StackOverflow’s 2018 developer survey revealed the startling fact that F# is the world’s most highly paid language, and the 8th highest paid language in the US. Is this because F# is the most sought-after language? Not exactly.
Some have suggested that its high price tag comes from the possibility that those earning higher incomes while using F# were already in the higher earning bracket before incorporating F# into their systems, hence a carryover of F#’s high salary bracket. StackOverflow also shows that those using F# sit outside the bulk of languages in terms of average years of experience (9.5 years rather than 5–7 years), which may support this theory that F# practitioners have simply been working longer and now earn higher incomes.
Why developers love F#
As a multi-paradigm language (incorporating functional, imperative and OOP methods), F# may be the most underrated language out there today for one main reason: concise syntax and all that this promises developers. In essence, the brevity of the code required in F# frees up developers from getting bogged down by debugging, as they are fixed during compilation, thanks to it being a statically typed language. On top of this, being a strongly typed language, incorrect states are easily avoided. Russian developer Roman Liman wrote a great piece on the other benefits of F#.
Created and maintained by Don Syme, the language is also seen as having been relatively resistant to some of the perceived overcomplications that similar FP languages have adopted (i.e. Scala), and that this resistance maintains accessibility for outside developers who may be interested in dabbling with functional programming.
What is keeping F# back?
In a roundtable discussion (including the previously mentioned developer, Roman Liman), Pavel Smirnov noted that Microsoft has maintained and restricted the language’s popularity, shooting themselves in the foot by placing F# as subordinate to C#, promoting it as a tool to play with in preparation for features within C#.
This attitude towards the language by its very progenitor is one reason why F# has not yet become highly recognised for its suitability, beyond just data science, for both front end and back end development, while the barrier to its adoption continues to be cyclical: there are few jobs advertising for F# developers because there are few F# developers out there, and there are few F# developers out there because there are a limited number of jobs out there requiring the language. But this is changing.

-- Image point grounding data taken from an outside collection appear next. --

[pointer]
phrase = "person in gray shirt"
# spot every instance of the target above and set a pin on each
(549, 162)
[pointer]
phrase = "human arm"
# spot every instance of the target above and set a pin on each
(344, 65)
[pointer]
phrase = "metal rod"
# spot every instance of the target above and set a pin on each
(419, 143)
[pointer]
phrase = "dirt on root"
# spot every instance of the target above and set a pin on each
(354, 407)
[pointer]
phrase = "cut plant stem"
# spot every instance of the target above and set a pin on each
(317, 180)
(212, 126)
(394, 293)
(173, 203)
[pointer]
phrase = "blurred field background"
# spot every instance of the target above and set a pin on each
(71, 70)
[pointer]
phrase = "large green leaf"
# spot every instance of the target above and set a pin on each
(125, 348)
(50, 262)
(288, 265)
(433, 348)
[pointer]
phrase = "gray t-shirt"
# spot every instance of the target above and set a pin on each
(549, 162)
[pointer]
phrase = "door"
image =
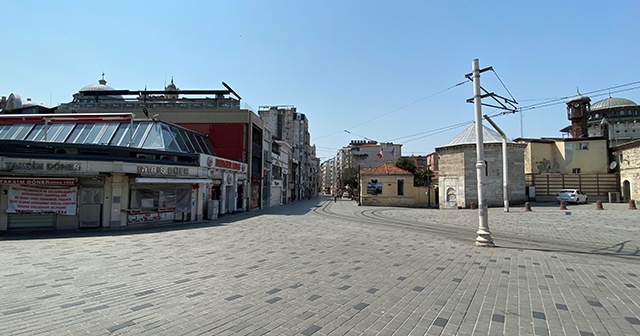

One prominent company that adopted F# early on was Jet.com, an online retailer, who have maintained the language, recently utilising it in the company’s adoption of microservices architecture for its ordering system. Other companies include Kaggle (a Google-owned platform for data scientists) and a suite of financial and insurance services companies.
The main challenge the F# community faces is finding ways to promote the language’s use within companies, especially as a multi-paradigm language and one that can be applied to AI. The best way to do this, perhaps, is in promoting the core benefit of the language’s laconic syntax: shorter runtimes, less bugs and higher productivity. From this the community can begin to break the cycle of underrepresentation in both the job market and in the developer ecosystem, and position F# as a potential game changer in AI development.